昨日は人もまばらだったのに、今日は一転して観光地らしく多くの客が居た。そこで、ああ、今日は土曜かと思い出す。曜日の感覚さえ失ってしまっていたことに初めて気がついた。
大勢の人がいるのに静かで、昨日から一転して、あんなに暑いはずだったのに、淵に近づくにつれてもう暑くなくなっていた。木がたくさん生えていて、詳しくはわからないけれど、様々な種類の草木が芽吹いているようだった。こんなに遠くまで来られたのだと、感慨深くなる。
その時、ふいに気付いた。
本当に母が心の底から私を憎んでいたのなら、こんなに自由になれる力は持てなかったのかもしれない。
今、私がここに来れたのは、自分の能力をコントロールして、それを仕事にして生計が立てられているからだ。あの学校の学費だって、相当なものだったはずだ。
私がわかることというのは、経験と共に変化していくのかもしれない。
そうだ、だから私は、この仕事をしてみようと思ったのだ。人の心を見えるように手助けをし、縺れた関係の糸を解くことが出来る可能性を持ったこの仕事を。

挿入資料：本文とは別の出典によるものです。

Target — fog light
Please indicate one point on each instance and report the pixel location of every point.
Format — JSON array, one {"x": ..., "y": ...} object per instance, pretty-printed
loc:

今まで自分を歩かせてくれたのかが何かを思い出せそうな気がした。
そう言えば、昔、こんな山で修行をした覚えがある。
私の能力に気付いた母親は、その力を操るための訓練学校に私を入学させた。全寮制の学校で、ああ、母は私を捨てたのだなと当時は思った。
その学校での課外授業の一環で、東京の外れにある山で訓練をする事になった。講師として招かれたあの人は、まるで魔法のように、人の心を形にしてみせた。
それは優しさだけでは出来なくて、厳しさまでもを内包していて、この人のようになりたいと思った。
「良くも悪くも、人の人生なのよ」
その人は私に、そう教えてくれた。
「強くなりなさい」
そんなことを考えている内に、木陰のような道をひたすら登っていたのが突然、開けた場所に出た。
目の前には、青より深い、光に透かした緑のような色の水が広がっていた。
崖の上から止め処なく落ちてくる渓流を見ている内に、自然と涙が溢れてきた。この旅に出たから、初めての涙だった。
私が仕事を始めた一年目。絡まった糸。上司に白い目で見られながら必死でした援助。
「ありがとう」
それが、私の支えだった。初めて自分に、意味が生まれたと思った。
自分にも、何かが出来るのだと。
どの人のどんな記憶も、美しい色をしていた。それに気付くと同時に、自分の記憶も美しいのだと思えた。
苦しんでいる時に生まれる色が他人の心を打つのなら、苦しみも少しは紛れるような気がした。
自分の辛い記憶も決断も、未来ではただただ美しいものなのだろう。
そんなのは嫌だと泣いた少女の想い出さえも。
それで良いのだと思えた。どこかへ向かう為のエネルギーになるなら、何だって使ってやろうと思えるようになった。
だって、この世界にはまだ見たことのない美しい場所があるのだと、知ることが出来たのだから。